SHADDOCK v. MEDOFF.
This is an appeal by appellant from a judgment of nonsuit entered against her in an action for alienation of affections. The judgment of nonsuit entered on the court's own motion was granted on the ground that the evidence adduced by appellant impelled the conclusion that her action was barred by the statute of limitations; appellant having failed to file the same for more than one year after the accrual of her cause of action. It appears to be the rule in this state that the one-year period of limitation applies to actions for alienation of affections. Code Civ. Proc. § 340, subd. 3; Harp v. Ferrell, 115 Cal.App. 160, 300 P. 978; Davis v. Conant, (Cal.App.) 51 P.(2d) 151; Mohn v. Tingley, 191 Cal. 470, 471, 217 P. 733. We are convinced that a different conclusion from that made by the trial court cannot be drawn from the evidence. The uncontroverted evidence shows that appellant knew and believed that her husband's affections had been stolen from her in June of 1932, and that a separation actually occurred between appellant and her husband in August, 1932. The instant action was filed January 25, 1934. The following excerpt from the testimony indicates the reason for the delay in bringing of the action:
“The Court: You knew it in 1932? A: Yes, right along I knew.
“The Court: If you wanted to sue this defendant for damages for alienating your husband's affections why did you wait until the 25th of January, 1934, to commence your action? A: Well, I thought he would come back home.”
Appellant also testified that her husband “took his things and got out of (the) house” in August, 1932, and did not establish a home for her after that date. The record also discloses that on February 3, 1933, appellant herein as plaintiff filed an action for divorce and alleged in her complaint for divorce that the date of separation was August 3, 1932. The evidence also shows that appellant's husband, commencing with August 3, 1932, remained away from the house, first once a week, then twice a week, and finally three or four nights a week. However, appellant insisted in some of her testimony that she and her husband actually lived together as husband and wife until December 25, 1932. This is partially borne out by a letter written to appellant by her husband in October of 1932, at a time when the appellant's husband was out of the city, in which letter he said in part as follows: “With love to you and the folks and wishing you and the folks a very happy and prosperous New Year, I remain, your hubby Joe.”

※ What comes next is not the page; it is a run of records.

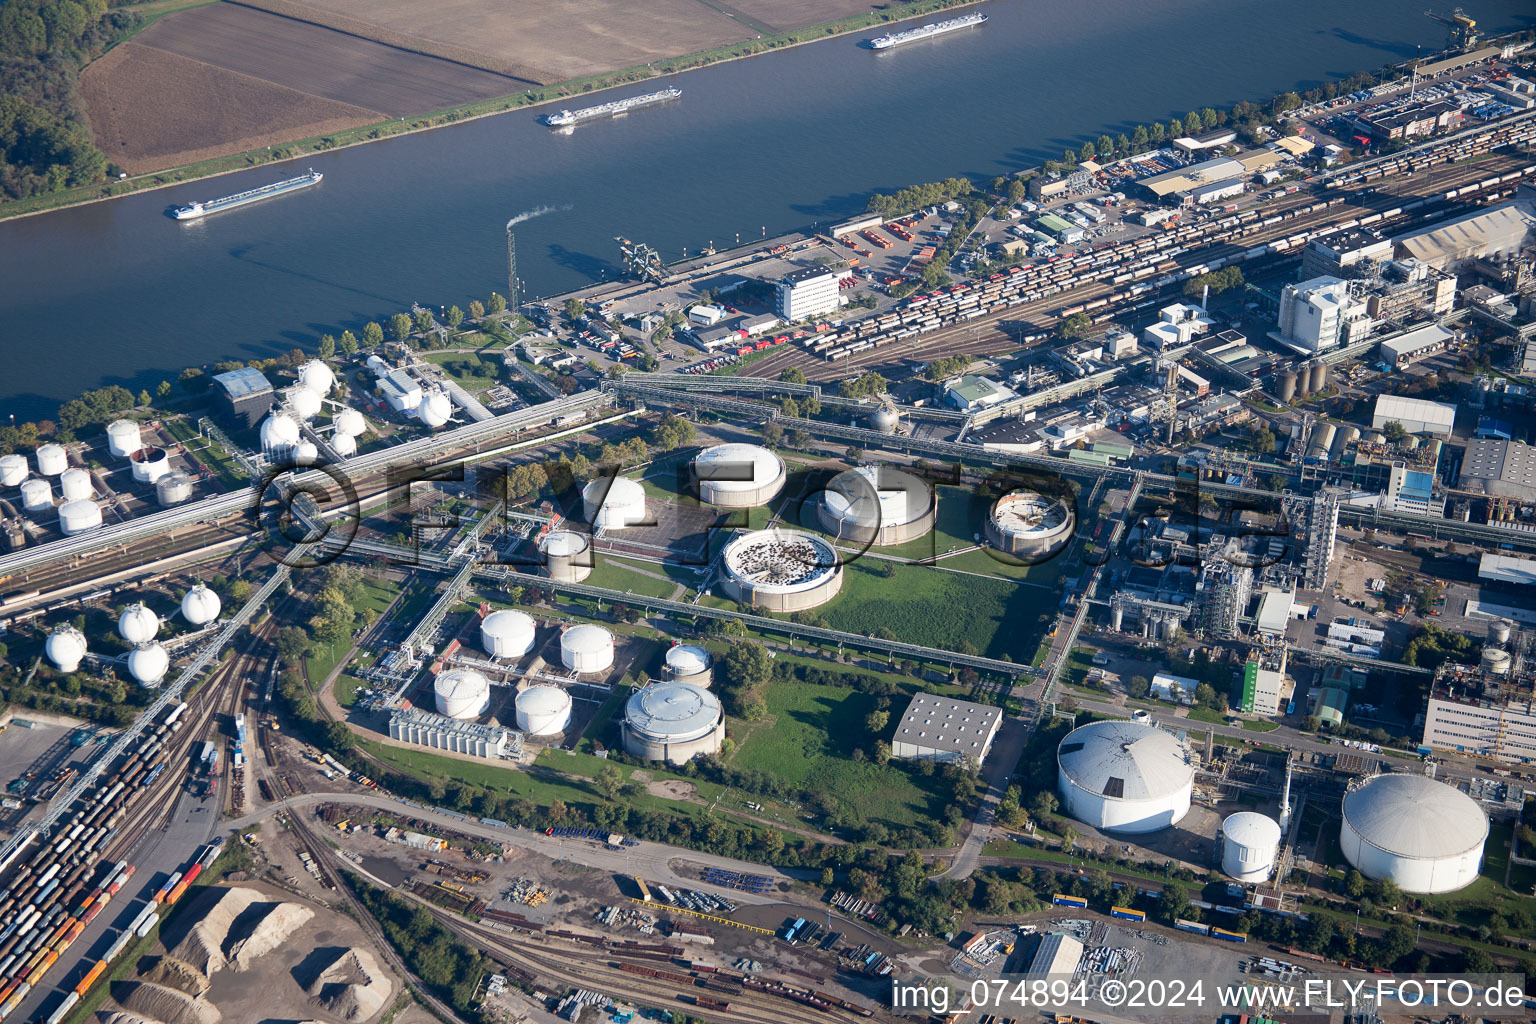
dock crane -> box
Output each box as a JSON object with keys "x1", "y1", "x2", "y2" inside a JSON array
[
  {"x1": 1424, "y1": 8, "x2": 1479, "y2": 50},
  {"x1": 616, "y1": 237, "x2": 665, "y2": 283}
]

Accepting all of appellant's statements as the truth and for their full value, there is still no evidence of any kind indicating that the parties lived together intermittently or otherwise as husband and wife, or in any other manner, after December 25, 1932. The foregoing résumé of facts justifies but one reasonable conclusion, and that is that the parties did separate and the cause of action accrued prior to the 25th day of January, 1933. Since the action was not filed until January 25, 1934, it is clear that the statute of limitation had already run.
The judgment is affirmed.
ROTH, Justice pro tem.
We concur: YORK, Acting P. J.; DORAN, J.